Santista defenderá seu título de gol mais bonito do ano
São Paulo - Neymar está mais uma vez entre os finalistas do prêmio Puskas, que vai ser concedido pela Fifa ao autor do gol mais bonito do ano de 2012. O atacante do Santos já foi o vencedor da disputa em 2011. E, desta vez, ele concorre com o colombiano Falcao Garcia (Atlético de Madrid) e o eslovaco Miroslav Stock (Fenerbahçe).
Ontem, em São Paulo, a Fifa fez o anúncio dos três concorrentes ao prêmio - o vencedor vai ser conhecido no dia 7 de janeiro, em Zurique, na Suíça -, em evento que contou com a presença do ex-jogador Ronaldo, agora integrante do Conselho do Comitê Organizador Local da Copa do Mundo de 2014, e da jogadora Marta.
Ronaldo aprovou a escolha dos finalistas - havia uma lista inicial com 10 gols de candidatos. "Eu vi os gols escolhidos, os mais bonitos das temporada. O Neymar já ganhou no ano passado e está de novo na disputa. Premia o futebol brasileiro, o futebol ousado. Mas qualquer um que ganhar, estará bem entregue", afirmou.

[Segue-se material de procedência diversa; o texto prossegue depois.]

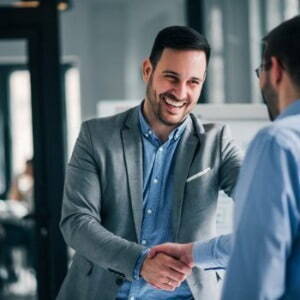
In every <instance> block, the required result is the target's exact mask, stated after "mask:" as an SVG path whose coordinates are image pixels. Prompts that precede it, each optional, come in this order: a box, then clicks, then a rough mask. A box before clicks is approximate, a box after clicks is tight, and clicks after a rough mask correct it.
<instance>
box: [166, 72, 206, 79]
mask: <svg viewBox="0 0 300 300" xmlns="http://www.w3.org/2000/svg"><path fill="white" fill-rule="evenodd" d="M162 73H163V74H165V75H173V76H177V77H180V74H179V73H177V72H174V71H170V70H165V71H163V72H162ZM191 80H199V81H203V79H201V78H199V77H192V78H191Z"/></svg>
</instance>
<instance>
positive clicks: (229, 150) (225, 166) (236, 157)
mask: <svg viewBox="0 0 300 300" xmlns="http://www.w3.org/2000/svg"><path fill="white" fill-rule="evenodd" d="M220 140H221V141H220V143H221V147H220V151H221V153H220V156H221V165H220V172H219V183H220V188H221V189H222V190H223V191H224V192H225V193H226V194H227V195H228V196H232V194H233V190H234V187H235V185H236V183H237V179H238V175H239V171H240V168H241V164H242V151H241V149H240V148H239V147H238V146H237V145H236V143H235V142H234V140H233V138H232V136H231V132H230V130H229V127H228V126H227V125H224V126H223V128H222V130H221V135H220Z"/></svg>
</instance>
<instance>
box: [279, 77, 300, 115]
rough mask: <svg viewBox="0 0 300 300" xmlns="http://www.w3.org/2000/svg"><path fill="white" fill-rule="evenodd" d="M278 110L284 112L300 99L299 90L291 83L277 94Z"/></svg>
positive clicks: (299, 89) (299, 92)
mask: <svg viewBox="0 0 300 300" xmlns="http://www.w3.org/2000/svg"><path fill="white" fill-rule="evenodd" d="M278 96H279V109H280V112H282V111H283V110H285V109H286V108H287V107H288V106H289V105H290V104H292V103H293V102H295V101H297V100H299V99H300V88H298V87H295V86H294V85H293V84H292V83H291V82H289V84H287V85H286V88H285V89H282V91H281V92H279V95H278Z"/></svg>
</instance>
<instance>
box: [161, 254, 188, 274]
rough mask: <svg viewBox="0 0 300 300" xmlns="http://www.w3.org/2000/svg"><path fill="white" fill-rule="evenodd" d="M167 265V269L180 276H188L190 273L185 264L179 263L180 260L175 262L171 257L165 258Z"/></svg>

Dessa vez, Neymar concorre com um gol marcado contra o Internacional, no dia 7 de março, pela Copa Libertadores. Falcao Garcia disputa com um gol pelo Atlético de Madrid em amistoso em 19 de maio contra o America de Cali, na Colômbia. E Stock fez o seu no jogo do Fenerbahçe com o Gençlerbirligi, em 3 de março, pelo Campeonato Turco.
Blatter
Neymar vai ter de jogar no futebol europeu se quiser ser eleito um dia o melhor jogador do mundo. Essa é a opinião do presidente da Fifa, Joseph Blatter. O dirigente definiu Neymar como um jogador "extraordinário", mas fez uma ponderação. "O problema é que a maior atenção, quando se trata de futebol, é para as ligas europeias. E quem vota na escolha dos melhores são técnicos e diretores técnicos de associações nacionais e jornalistas, na maioria europeus. Assim, o nome de Neymar nem sempre vem à mente", disse o dirigente.
Para ele, a melhor maneira de um jogador se apresentar à torcida e à crítica é a Copa do Mundo. "O problema é que a Copa só é disputada de quatro em quatro anos. Mesmo quando uma seleção participa das Eliminatórias e da Copa América, no caso do Brasil, não é a mesma coisa. A realidade é que os olhos estão voltados mais para as ligas europeias", afirmou o presidente da Fifa. "Isso é um fato infeliz para um jogador como Neymar". (A.E.)